I keep coming back to this photo. It’s a Hero Shot, no doubt.
But it is irreparable. A really good shot of a really good shot, ruined.
I have taken all kinds of photos where the forgiving depth of the RAW file combined with the ever evolving tools of Lightroom have allowed me to pull a usable image from the burning wreckage of an underexposed image shot at an astronomical ISO. But in this case there is no getting the ball, or the shooter’s hand, back in the frame.
I just blew it.
The bitterness of my despair is compounded by the realization—every time I look at the photo—that the only thing needed to have done to fix it was to turn the camera 90.° That’s right, turn the camera the long way and I am good. Cover of Sports Illustrated (or a couple dozen Instagram likes anyway).
The basket counted. It was part of a great comeback run by the team in white, the home town Brunswick Dragons. The team in green, from Oxford Hills, ended the season as the AA State champion and had built what seemed like a comfortable double digit lead until this fourth quarter run. The women in green, defending this drive, are Sierra Carson, a finalist for the Maine Ms. Maine Basketball, and her teammate, a Maine McDonald’s All-State Player, Molly Corbett. The woman going to the hoop like Bob Cousy is Brunswick’s Kelsie Carlton who has been ripping down her own fair share of post season accolades.
So it has the makings of a great story too—Bird slicing through Magic and Kareem. Like Bird, Carlton took her free throws right handed but showed no hesitance to go to the left hand when needed.
But I blew it. I cut off her left hand
In my defense, I had never shot basketball before; the playing surface is small compared to other sports I shoot. There is not a lot of time to predict next moves. To top it off I’ve never played basketball—I’ve got no forty year old muscle memory or instinct to tell me what happens next.

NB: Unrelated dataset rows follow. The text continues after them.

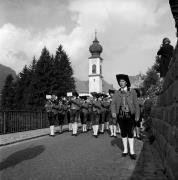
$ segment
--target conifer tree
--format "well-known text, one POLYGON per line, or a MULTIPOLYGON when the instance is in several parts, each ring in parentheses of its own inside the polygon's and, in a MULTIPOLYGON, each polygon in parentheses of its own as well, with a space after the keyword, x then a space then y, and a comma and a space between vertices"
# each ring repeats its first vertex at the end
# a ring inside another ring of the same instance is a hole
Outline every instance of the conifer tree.
POLYGON ((26 109, 26 101, 28 96, 28 86, 30 84, 30 70, 24 66, 22 72, 19 73, 15 83, 15 108, 26 109))
POLYGON ((60 45, 56 51, 53 69, 53 91, 58 95, 64 95, 68 91, 75 90, 75 80, 73 78, 73 69, 68 55, 60 45))
POLYGON ((35 89, 34 98, 37 108, 43 108, 46 94, 49 94, 51 90, 51 72, 52 72, 52 60, 49 51, 46 47, 43 48, 41 56, 36 63, 35 69, 35 81, 33 82, 33 88, 35 89))
POLYGON ((1 107, 5 110, 12 110, 14 108, 14 78, 9 74, 5 80, 5 85, 2 90, 1 107))

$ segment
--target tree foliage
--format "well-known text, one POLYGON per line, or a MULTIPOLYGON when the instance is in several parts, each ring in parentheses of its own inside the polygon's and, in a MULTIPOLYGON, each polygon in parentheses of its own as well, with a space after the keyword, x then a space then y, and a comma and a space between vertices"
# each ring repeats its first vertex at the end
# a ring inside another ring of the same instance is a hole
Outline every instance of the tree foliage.
POLYGON ((62 45, 57 48, 55 56, 46 47, 37 60, 33 58, 25 66, 15 82, 8 77, 2 93, 4 109, 41 110, 47 94, 64 95, 75 90, 73 69, 62 45))
POLYGON ((1 107, 2 109, 13 109, 14 108, 14 78, 9 74, 5 80, 5 84, 2 90, 1 107))
POLYGON ((152 85, 156 85, 158 82, 159 82, 159 75, 152 66, 152 68, 149 68, 148 71, 146 72, 143 86, 147 91, 152 85))

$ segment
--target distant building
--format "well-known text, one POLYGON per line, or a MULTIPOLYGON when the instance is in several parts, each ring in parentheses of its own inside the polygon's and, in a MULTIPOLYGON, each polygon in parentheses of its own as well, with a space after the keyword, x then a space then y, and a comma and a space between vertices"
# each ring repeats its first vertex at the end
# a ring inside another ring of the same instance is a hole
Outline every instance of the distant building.
POLYGON ((89 71, 88 71, 88 81, 76 81, 76 90, 80 95, 88 95, 92 92, 97 93, 108 93, 109 89, 114 89, 112 84, 107 83, 102 75, 102 63, 103 59, 100 54, 103 51, 102 46, 96 37, 93 44, 89 47, 91 56, 89 59, 89 71))

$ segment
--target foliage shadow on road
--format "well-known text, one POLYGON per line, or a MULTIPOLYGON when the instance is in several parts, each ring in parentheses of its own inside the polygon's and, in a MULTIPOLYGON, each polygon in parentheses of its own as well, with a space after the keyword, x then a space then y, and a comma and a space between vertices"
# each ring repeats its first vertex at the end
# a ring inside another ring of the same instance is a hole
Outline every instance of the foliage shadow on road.
POLYGON ((33 159, 36 156, 40 155, 45 150, 43 145, 38 145, 35 147, 28 147, 21 151, 17 151, 11 154, 9 157, 4 159, 0 163, 0 171, 7 169, 9 167, 16 166, 17 164, 21 163, 22 161, 33 159))
POLYGON ((115 138, 111 141, 112 146, 117 146, 120 150, 124 150, 122 139, 121 138, 115 138))

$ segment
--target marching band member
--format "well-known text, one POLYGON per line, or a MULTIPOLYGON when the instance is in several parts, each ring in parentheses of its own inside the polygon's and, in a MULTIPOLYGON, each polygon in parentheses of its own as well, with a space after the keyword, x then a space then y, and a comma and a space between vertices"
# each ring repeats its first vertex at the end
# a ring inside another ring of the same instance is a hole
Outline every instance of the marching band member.
POLYGON ((58 102, 57 102, 57 96, 56 95, 52 95, 51 96, 51 102, 52 102, 52 124, 50 125, 50 129, 51 129, 51 136, 55 135, 55 129, 54 129, 54 124, 57 118, 57 114, 58 114, 58 102))
POLYGON ((72 136, 77 136, 81 102, 80 102, 80 99, 78 98, 79 94, 77 92, 73 92, 72 95, 73 97, 70 100, 70 104, 71 104, 70 118, 72 122, 72 136))
POLYGON ((82 105, 81 105, 80 119, 82 124, 82 131, 87 132, 87 117, 88 117, 87 96, 82 96, 81 99, 82 99, 82 105))
POLYGON ((46 109, 48 121, 49 121, 50 136, 54 137, 54 119, 53 119, 52 106, 53 106, 53 103, 51 102, 51 99, 48 99, 45 104, 45 109, 46 109))
POLYGON ((105 123, 105 115, 106 115, 106 109, 104 107, 104 103, 103 103, 103 94, 99 95, 98 101, 101 104, 101 113, 100 113, 100 121, 99 121, 99 125, 100 125, 100 133, 104 134, 104 123, 105 123))
POLYGON ((110 102, 108 101, 108 97, 106 94, 102 95, 103 99, 101 101, 101 106, 103 108, 102 112, 101 112, 101 116, 102 116, 102 133, 104 132, 104 127, 106 125, 106 130, 109 129, 109 106, 110 106, 110 102))
POLYGON ((98 137, 99 130, 99 120, 101 115, 101 103, 98 100, 99 94, 93 94, 93 102, 92 102, 92 128, 93 128, 93 136, 95 138, 98 137))
POLYGON ((112 102, 112 97, 115 93, 115 90, 109 89, 109 95, 110 95, 110 121, 109 121, 109 128, 111 132, 111 137, 117 137, 116 135, 116 125, 117 125, 117 118, 113 118, 111 115, 111 102, 112 102))
POLYGON ((133 129, 135 121, 138 121, 140 116, 137 94, 135 90, 130 89, 131 84, 128 75, 118 74, 116 78, 120 89, 115 92, 112 98, 112 117, 118 118, 121 128, 124 146, 122 156, 125 157, 128 154, 127 142, 129 142, 130 158, 136 159, 133 129))

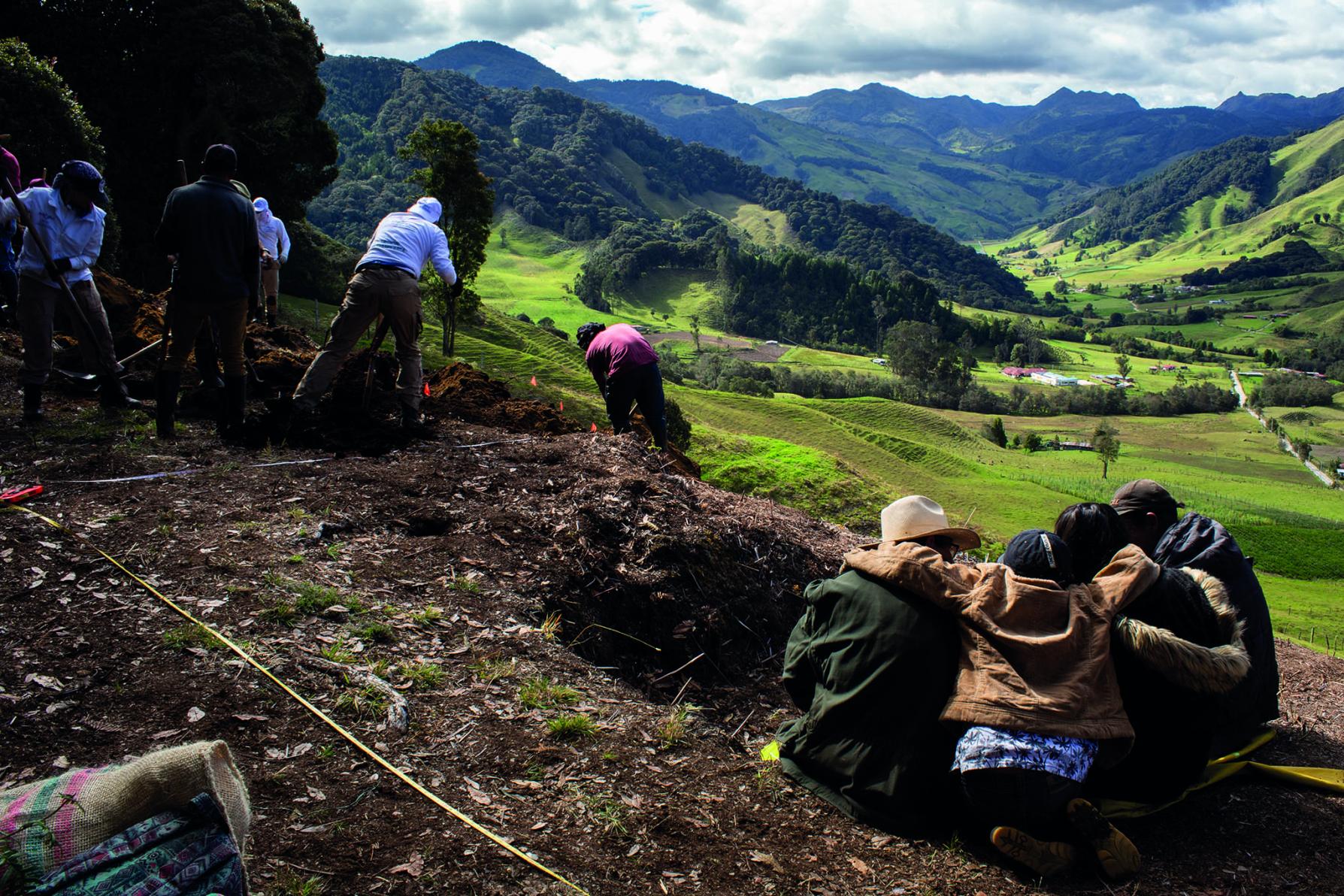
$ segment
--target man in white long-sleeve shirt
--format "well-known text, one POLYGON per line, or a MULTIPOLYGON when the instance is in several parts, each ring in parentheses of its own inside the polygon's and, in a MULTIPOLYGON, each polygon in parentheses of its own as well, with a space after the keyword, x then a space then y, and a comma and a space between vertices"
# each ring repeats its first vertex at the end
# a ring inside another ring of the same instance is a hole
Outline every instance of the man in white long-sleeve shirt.
POLYGON ((280 310, 280 266, 289 261, 289 231, 285 222, 270 211, 270 203, 258 196, 253 200, 257 212, 257 239, 261 240, 261 287, 266 293, 266 326, 276 325, 280 310))
POLYGON ((457 271, 448 254, 448 236, 438 226, 442 214, 444 206, 425 196, 409 210, 392 212, 378 223, 368 240, 368 251, 355 266, 355 277, 345 287, 345 300, 327 333, 327 344, 294 390, 296 412, 308 414, 317 407, 317 399, 336 377, 360 333, 383 314, 396 337, 396 360, 402 365, 396 377, 402 426, 419 423, 419 334, 425 322, 419 297, 421 269, 433 262, 445 282, 450 286, 457 283, 457 271))
MULTIPOLYGON (((126 395, 121 382, 121 364, 112 344, 108 312, 93 283, 90 269, 102 251, 102 230, 106 212, 94 204, 106 199, 102 175, 86 161, 67 161, 60 167, 51 187, 32 187, 19 193, 19 199, 32 218, 32 227, 24 231, 23 251, 19 255, 19 329, 23 333, 23 419, 34 423, 42 419, 42 387, 51 376, 51 328, 58 308, 74 320, 79 339, 79 353, 85 367, 98 373, 99 400, 105 407, 138 404, 126 395), (51 265, 42 258, 36 236, 51 253, 51 265), (70 285, 83 321, 67 306, 69 300, 60 281, 70 285)), ((17 219, 13 200, 0 200, 0 224, 17 219)))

Still, I cut off the shooter’s hand, the ball, and the hoop. That is unforgivable.
My team had been down by double digits and entered the fourth quarter down by eight. With this drive they were in the midst of ten point run that would bring them to within a point.
Maybe I let my inner fan get the better of me and just blindly hammered the shutter release.
And I was just too close to the action. It’s a high school gym in Maine after all. Probably no more than ten feet separate the baseline from the wall my spine was pressed against. With my 70-200 lens opened up to 70 in order to get as wide a field of view as possible, I just could not get anything more in the frame.
Unless, I had turned the camera 90.°
This wasn’t exactly David versus Goliath because the Brunswick Girls were very good too. While Oxford Hills was running the table in Class AA North, Brunswick was powering its way through Class A South and headed for its own State Title game, but the Dragons were the underdogs. Oxford Hills is a bigger school in the biggest classification and has a string of State Championships to its credit.
And then there were the teeth on the floor.
Late in the first half, Carlton, the woman driving to the hoop, a team leader, got dumped to the floor, face first. You could hear the thud, and the recoil was excruciating, the exemplar of a face plant. As the visiting team made way and the staff did their thing, you could see them looking around the floor to retrieve something small. A contact lens, I assumed as something was handed to the Carlton’’s mother. As the injured player was guided to the locker room by the trainer, her shirt bloodied, a big wad of gauze pressed above her eye, it was plain there had been teeth on the floor. “That’s it” everyone figured, Brunswick is done for the day.
But she was back in the second half, cleaned up and bandaged, like Kirk Gibson stepping into the batter’s box against The Eck in the 1988 World Series. So it really would have been a hero shot.
And I missed the shot……that shot along with a couple more
I did manage to get a handful of other good photos from this game, and during the team’s run through the regional championships along with a bittersweet collection from their runner-up finish in the State Title game.